- Date: February 18, 2020
- Publisher: Archaia

Creative team
- Writers: Frank “Big Black” Smith and Jared Reinmuth
- Artist: Améziane
- Letterer: AndWorld Design
- ISBN: 978-1-68415-479-1

= Big Black: Stand at Attica =

2020 graphic memoir by Frank "Big Black" Smith

Big Black: Stand at Attica is a biographical graphic by Frank “Big Black” Smith, co-written with Jared Reinmuth and illustrated by Améziane. It was published in 2020 by Archaia, fifteen years after Smith's death.

== Background ==
Big Black tells the story of the 1971 Attica Prison riot from Frank “Big Black” Smith's perspective, including the events in Smith's life leading up to his imprisonment and his fight for reparations in the riot's aftermath that would stretch until 1997. Smith was an inmate who acted as head of security during the riot, ensuring the safety of hostage, and was tortured by prison guards during the uprising. After his release in 1983, he become a paralegal and investigator. Smith died in 2004.

Jared Reinmuth is the stepson of Dan Meyers, who acted as an attorney for Smith and other Attica inmates. He was chosen to write the biography by Smith and Smith's wife Pearl before the former's death.
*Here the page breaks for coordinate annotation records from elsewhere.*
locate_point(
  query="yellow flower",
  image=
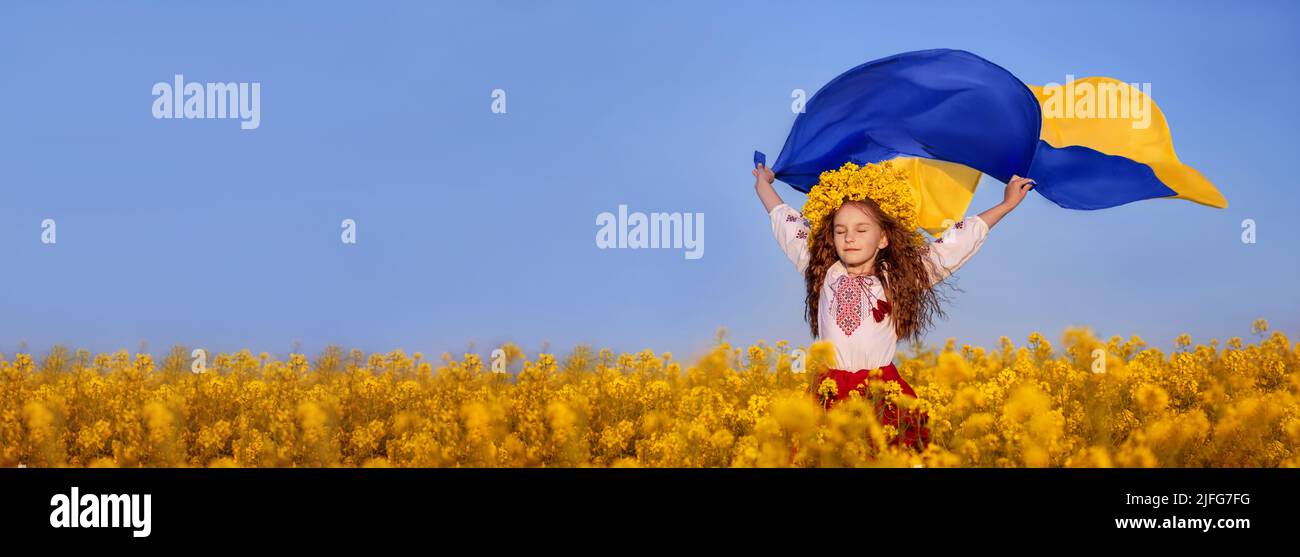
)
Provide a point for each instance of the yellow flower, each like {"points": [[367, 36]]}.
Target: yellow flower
{"points": [[882, 182]]}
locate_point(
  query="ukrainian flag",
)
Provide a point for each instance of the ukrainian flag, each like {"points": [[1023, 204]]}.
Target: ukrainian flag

Work on the book began in 1997.

== Reception ==
Publishers Weekly noted the art's "expressive realism and muted colors [that] invoke a nostalgic 1970s pulp effect." and concluded that "this penetrating portrait of a broken correctional system and a flawed man focuses on his legacy of courage, which towers over the forces stacked against him." In a starred review, Library Journal stated it was "sure to be one of the most discussed books this year."

Ally Russell Shields of Broken Frontier said the book "feels no less timely today." Shields noted that while the book "quite rightly" did not downplay the "relentless violence, both physical and psychological, committed against the inmates" and "hateful racist language spouted by those in Government, the media, and the general public", the mature content may limit the accessibility for younger audiences "which might otherwise benefit from its timely message." Shields also wished there had been more transparency regarding the work's authorship, given how the book had released over fifteen years after Smith's death.

Big Black was a finalist for the 2021 Eisner Award for Best Reality-Based Work. It was also included in the top ten on the 2020 Graphic Novels & Comics Round Table's Best Graphic Novels for Adults list.